Avoid it by: Implementing one unified assessment model across all programmes, with appropriate adjustments for delivery context.
4. Assessments that do not translate into actionable insight
If tutors cannot use assessment outputs, Ofsted will judge them as not having “meaningful impact on the provision”.
Avoid it by: Providing clear, practical recommendations that inform day-to-day teaching and support for that learner.
5. Recent adoption of new processes
Late implementation, however well-intentioned, risks a Needs Attention grade.
Avoid it by: Embedding assessment processes early, evidencing improvement over time, and ensuring impact can be shown.
Solutions: What Good Looks Like
For leadership (strategic):
- Establish a single, organisation-wide definition and workflow for assessment.
- Set expectations that every learner is assessed meaningfully, not administratively.
- Ensure assessment data informs planning, staffing, ALS deployment and curriculum sequencing.
- Build governance structures that review identification data and address gaps.
- Provide staff with training that enables accurate interpretation of assessment outputs.
For tutors and support staff (operational):
- Use assessment insights to tailor teaching and support from day one.
- Revisit learner profiles regularly, noting any emerging or changing needs.
- Share information consistently across delivery teams and subcontractors.
- Recognise that reasonable adjustments often begin with understanding learning barriers, not with diagnosis.

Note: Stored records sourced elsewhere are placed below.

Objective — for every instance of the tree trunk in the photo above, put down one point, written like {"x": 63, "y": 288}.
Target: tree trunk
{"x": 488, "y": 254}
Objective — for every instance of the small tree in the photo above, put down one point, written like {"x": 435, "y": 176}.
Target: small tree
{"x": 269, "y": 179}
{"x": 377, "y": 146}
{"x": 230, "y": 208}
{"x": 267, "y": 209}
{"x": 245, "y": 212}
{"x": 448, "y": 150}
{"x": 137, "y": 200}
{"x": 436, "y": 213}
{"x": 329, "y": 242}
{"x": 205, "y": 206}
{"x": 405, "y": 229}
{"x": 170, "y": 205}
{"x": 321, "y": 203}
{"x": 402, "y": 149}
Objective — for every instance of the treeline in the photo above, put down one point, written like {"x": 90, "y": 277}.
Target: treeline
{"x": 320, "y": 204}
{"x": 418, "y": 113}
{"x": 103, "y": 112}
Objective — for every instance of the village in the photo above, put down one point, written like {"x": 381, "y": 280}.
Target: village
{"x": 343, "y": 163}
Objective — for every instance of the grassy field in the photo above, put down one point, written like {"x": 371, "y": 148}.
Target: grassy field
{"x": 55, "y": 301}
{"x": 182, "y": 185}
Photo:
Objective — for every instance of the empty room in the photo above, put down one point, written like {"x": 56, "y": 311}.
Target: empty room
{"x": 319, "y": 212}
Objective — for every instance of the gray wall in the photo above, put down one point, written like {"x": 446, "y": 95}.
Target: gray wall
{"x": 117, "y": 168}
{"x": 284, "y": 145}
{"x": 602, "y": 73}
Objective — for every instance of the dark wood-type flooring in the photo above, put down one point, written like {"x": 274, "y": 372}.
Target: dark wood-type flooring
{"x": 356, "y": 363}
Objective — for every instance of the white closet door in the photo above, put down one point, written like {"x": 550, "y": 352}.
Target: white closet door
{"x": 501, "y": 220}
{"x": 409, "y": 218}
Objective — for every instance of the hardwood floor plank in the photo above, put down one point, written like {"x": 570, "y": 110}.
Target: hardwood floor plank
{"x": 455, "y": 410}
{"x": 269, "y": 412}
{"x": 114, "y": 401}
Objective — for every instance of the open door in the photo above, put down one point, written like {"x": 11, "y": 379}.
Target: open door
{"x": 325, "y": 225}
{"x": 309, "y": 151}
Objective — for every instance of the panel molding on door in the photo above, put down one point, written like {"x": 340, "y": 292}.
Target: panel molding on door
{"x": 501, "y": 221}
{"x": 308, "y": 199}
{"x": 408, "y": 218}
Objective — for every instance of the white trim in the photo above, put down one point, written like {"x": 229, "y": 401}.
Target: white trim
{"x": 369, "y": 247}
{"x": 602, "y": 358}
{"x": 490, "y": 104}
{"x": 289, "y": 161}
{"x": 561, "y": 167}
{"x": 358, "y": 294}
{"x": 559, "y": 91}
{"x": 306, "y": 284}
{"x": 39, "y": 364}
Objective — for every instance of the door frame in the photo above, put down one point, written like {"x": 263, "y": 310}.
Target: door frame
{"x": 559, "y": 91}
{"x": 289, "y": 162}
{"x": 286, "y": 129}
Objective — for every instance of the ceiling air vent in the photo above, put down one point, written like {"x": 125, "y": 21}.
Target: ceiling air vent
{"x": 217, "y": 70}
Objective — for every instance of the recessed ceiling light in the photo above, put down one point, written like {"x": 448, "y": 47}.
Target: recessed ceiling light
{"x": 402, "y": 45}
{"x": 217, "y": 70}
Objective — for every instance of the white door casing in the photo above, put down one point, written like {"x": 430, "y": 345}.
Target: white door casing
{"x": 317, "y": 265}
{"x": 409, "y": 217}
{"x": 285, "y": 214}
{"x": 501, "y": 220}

Together these form a coherent, APDR-aligned (Assess, Plan, Do and Review) approach that demonstrates both intent and impact.
Inspection Lens: Self-Audit Questions
Leaders and teams can test their readiness with five sharp, inspection-aligned questions:
- Can we demonstrate that every learner undergoes early and accurate assessment, not just those who self-declare or arrive with documentation?
- Do we have evidence that our assessment processes lead to meaningful changes in provision and support?
- How do we identify needs that “emerge or change” mid-programme, and can we show that staff adapt accordingly?
- Is our assessment model consistent across all provision types, including apprenticeships and subcontracted delivery?
- If asked tomorrow, could tutors clearly explain how assessment informs their everyday practice?
If the answer to any of these is “not yet”, inspection risk remains high.
The “Assess” stage is the fulcrum of Ofsted’s Inclusion judgement. Providers who build systematic, evidence-informed, whole-cohort assessment models will not only reduce barriers more effectively but will also be able to demonstrate the sustained impact Ofsted now expects.